SAWT BEIRUT INTERNATIONAL

| 25 June 2021, Friday |

Tehran not interested in ‘provocative moves’ against Washington, Iranian envoy says

Tensions between Tehran and Washington have been in place since the Trump administration’s unilateral exit from the 2015 Iran nuclear deal in 2018.

Iran’s Ambassador to the United Nations Majid Takht-Ravanchi has stressed that Tehran is not interested in escalating tensions with Washington.

In an interview with Al Jazeera on Sunday, the envoy touched upon Tehran’s moves to scale down its commitments under the 2015 Iran nuclear deal, also known as the Joint Comprehensive Plan of Action (JCPOA), in the wake of Washington’s unilateral withdrawal from the accord in 2018.

He reproached the deal’s European signatories for “an empty promise” to compensate Iran after the US exit, something that Takht-Ravanchi said had finally prompted the Islamic Republic to start scrapping its JCPOA obligations, including those related to uranium enrichment.

“What we did was based on Paragraph 36 of the nuclear deal, and was in line with our commitments based on the text and spirit of the JCPOA”, the ambassador pointed out.

He berated Washington for sending “arms and warships” to the Middle East region, which the envoy said is 7,000 miles (11,000 kilometers) away from America, in an apparent reference to a US aircraft carrier strike group’s deployment to the area following Tehran’s decision to scale down its JCPOA commitments in May 2019.

“All these provocative moves, including the assassination of our dear general Martyr Soleimani which was a very provocative terrorist attack, were made by the US. Iran hasn’t had and still doesn’t have any interest in making provocative moves [against Washington]”, Takht-Ravanchi said.

Top Iranian general Qasem Soleimani was killed in a US drone strike on his car near the Baghdad International Airport in early January authorized by then-President Donald Trump and further exacerbated Washington-Tehran tensions.
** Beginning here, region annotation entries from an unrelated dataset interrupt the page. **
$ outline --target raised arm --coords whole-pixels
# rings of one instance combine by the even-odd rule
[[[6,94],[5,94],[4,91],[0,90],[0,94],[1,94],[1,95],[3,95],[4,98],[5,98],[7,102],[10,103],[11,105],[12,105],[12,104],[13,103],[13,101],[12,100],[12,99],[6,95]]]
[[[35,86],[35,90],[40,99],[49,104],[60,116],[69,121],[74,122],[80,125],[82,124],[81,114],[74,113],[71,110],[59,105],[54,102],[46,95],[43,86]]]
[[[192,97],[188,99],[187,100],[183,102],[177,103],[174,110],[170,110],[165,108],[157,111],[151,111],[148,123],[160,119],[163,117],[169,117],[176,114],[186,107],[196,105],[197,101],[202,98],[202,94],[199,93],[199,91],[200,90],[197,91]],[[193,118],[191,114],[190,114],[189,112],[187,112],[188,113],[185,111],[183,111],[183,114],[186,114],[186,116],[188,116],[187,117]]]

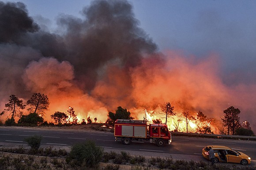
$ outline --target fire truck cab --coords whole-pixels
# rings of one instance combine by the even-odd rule
[[[147,121],[144,120],[117,119],[114,133],[116,141],[121,141],[126,145],[131,144],[132,141],[149,141],[162,147],[172,142],[171,134],[166,125],[148,124]]]

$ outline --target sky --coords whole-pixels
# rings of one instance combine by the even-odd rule
[[[52,98],[55,88],[79,94],[78,99],[69,96],[76,98],[74,104],[63,105],[75,105],[78,100],[80,105],[89,103],[94,106],[83,111],[87,113],[107,112],[118,104],[136,113],[143,107],[157,109],[159,103],[169,101],[181,111],[200,110],[219,119],[224,110],[233,106],[241,110],[241,120],[249,121],[256,129],[252,118],[256,118],[256,1],[109,1],[109,11],[107,5],[92,0],[1,1],[23,3],[25,17],[34,24],[0,40],[5,63],[1,70],[14,61],[17,66],[11,76],[1,78],[6,82],[2,88],[8,87],[0,94],[2,98],[17,87],[26,89],[17,92],[24,100],[28,92],[46,93],[51,87],[48,94]],[[13,56],[23,59],[11,59]],[[51,70],[51,64],[60,67],[56,73],[66,69],[55,74],[62,82],[49,85],[53,78],[45,78],[47,81],[37,84],[45,66]],[[19,85],[11,88],[10,82]],[[67,87],[74,92],[63,90]],[[57,93],[67,96],[61,92]]]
As far as the JCPOA is concerned, the Biden administration said last week that they were ready to hold talks with other world powers and Iran to discuss Tehran’s nuclear programme. While the US has repeatedly accused Iran of trying to obtain a nuclear weapon, the Islamic Republic insists that its nuclear programme is purely peaceful.
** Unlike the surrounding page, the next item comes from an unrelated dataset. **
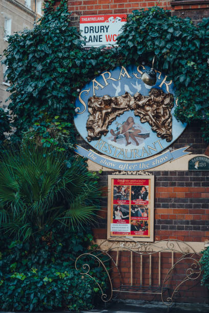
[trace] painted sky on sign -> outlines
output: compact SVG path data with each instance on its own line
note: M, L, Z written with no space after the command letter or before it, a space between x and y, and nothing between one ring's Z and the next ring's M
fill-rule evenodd
M147 66L144 66L144 68L145 70L149 70L150 69L150 68ZM118 96L123 95L126 92L128 92L132 96L133 96L136 92L138 92L143 96L148 96L149 91L151 88L162 89L164 93L168 93L166 91L166 85L165 84L163 84L161 88L160 88L159 86L162 80L165 78L164 74L161 73L160 78L159 78L160 74L159 73L157 73L157 79L156 83L154 86L151 87L145 84L141 79L137 78L134 76L133 73L137 74L138 77L141 77L141 74L137 72L137 66L135 65L130 65L129 66L127 66L126 69L129 75L131 77L131 78L128 78L127 75L125 75L125 77L124 77L121 76L121 79L117 81L114 81L111 79L109 79L108 80L109 84L107 86L105 86L102 89L99 86L97 90L95 90L95 95L98 97L102 97L102 96L105 95L108 95L111 97L117 97ZM118 66L113 70L110 70L109 72L111 73L111 77L114 77L116 79L118 79L120 75L121 70L121 67ZM140 70L142 71L143 72L145 72L145 70L142 70L142 68L140 68ZM105 76L107 77L107 74L106 74ZM98 75L95 77L95 78L96 80L101 84L103 85L105 85L103 79L101 75ZM109 131L108 132L108 134L105 136L103 135L101 137L101 139L102 140L103 140L104 142L106 142L106 143L111 145L110 146L111 147L112 153L111 154L109 153L107 153L105 152L105 149L104 149L102 151L100 151L98 149L98 145L97 148L97 147L95 147L95 146L98 143L98 140L92 140L91 142L89 142L87 140L88 132L86 125L86 122L89 116L89 113L88 111L88 101L89 98L93 95L92 81L90 81L87 83L83 88L82 91L89 89L90 91L88 94L87 92L83 92L81 95L81 98L84 101L87 106L87 109L85 111L83 111L85 109L84 106L80 103L78 98L77 98L76 100L75 107L79 108L79 113L81 113L82 112L83 113L82 114L75 115L74 118L75 125L77 129L78 130L78 132L85 139L85 140L88 142L88 143L92 146L92 147L96 150L98 150L98 151L99 152L102 152L103 154L108 155L109 156L112 156L116 159L118 159L119 160L122 160L124 161L126 160L126 159L121 157L121 154L118 156L118 158L117 157L117 154L118 153L116 153L116 155L115 155L115 149L114 147L112 149L112 146L118 147L119 149L123 148L124 149L128 149L127 155L130 156L131 149L138 149L138 154L139 154L140 153L140 151L143 149L143 147L144 147L145 149L147 149L148 145L154 146L153 143L160 140L160 143L162 148L160 146L160 144L158 144L158 143L156 144L156 147L157 148L157 151L156 152L152 151L152 154L150 155L148 155L146 153L143 153L143 155L142 155L141 157L137 156L134 157L132 153L132 157L131 158L129 158L129 160L139 160L144 159L148 156L151 156L151 155L154 155L155 154L160 152L161 151L171 145L182 133L186 126L186 123L182 123L180 122L178 122L173 115L175 109L176 107L175 98L174 100L175 105L172 110L172 114L173 115L173 140L170 142L167 142L165 139L161 139L161 138L157 137L156 133L152 130L151 127L149 123L147 122L143 123L141 123L140 120L140 118L135 116L133 110L126 111L119 117L117 117L116 120L113 122L111 125L109 126L108 130ZM175 88L173 82L170 85L169 85L169 92L173 94L175 97ZM137 141L139 143L138 146L136 146L136 144L132 139L131 140L131 144L129 145L128 146L126 146L126 141L124 138L118 139L117 140L116 142L115 142L113 141L114 136L112 136L110 133L111 129L116 131L117 127L119 127L120 125L121 125L123 122L125 122L129 117L132 117L134 118L134 122L136 124L136 127L137 127L137 128L138 127L141 129L141 133L149 133L150 135L149 137L144 139L137 138ZM118 150L118 152L119 151L119 150ZM115 155L113 155L114 153Z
The Biden administration’s announcement followed Iranian Foreign Minister Mohammad Javad Zarif warning his US counterpart that they have “little time” to rejoin the JCPOA before a number of factors, including Iranian presidential elections coming up in June, prompt Tehran to harden its stance on the nuclear accord.
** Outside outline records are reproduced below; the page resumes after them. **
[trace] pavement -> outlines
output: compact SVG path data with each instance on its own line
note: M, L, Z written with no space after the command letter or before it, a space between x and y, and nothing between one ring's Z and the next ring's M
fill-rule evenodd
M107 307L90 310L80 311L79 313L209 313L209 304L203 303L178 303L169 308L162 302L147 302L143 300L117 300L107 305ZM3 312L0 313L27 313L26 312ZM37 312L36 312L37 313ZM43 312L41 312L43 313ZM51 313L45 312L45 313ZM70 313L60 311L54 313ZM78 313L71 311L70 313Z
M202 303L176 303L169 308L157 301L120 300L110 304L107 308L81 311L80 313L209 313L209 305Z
This was preceded by Iranian Supreme Leader Ali Khamenei reiterating that Washington should lift its sanctions against Iran if it wants Tehran to return to its obligations under the JCPOA.

During his presidential campaign, Biden said that he would rejoin the deal “as a starting point for follow-on negotiations” if Tehran gave up the nuclear stockpile it has amassed in violation of the agreement and return to full compliance. Iran, for its part, insists the US must be the first to return to its international commitments before further discussions.

In 2015, Iran signed the JCPOA with the US, China, France, Germany, Russia, and the UK. It required that Iran scale back its nuclear programme and severely downgrade its uranium reserves in exchange for sanctions relief, including lifting an arms embargo five years after the deal’s adoption.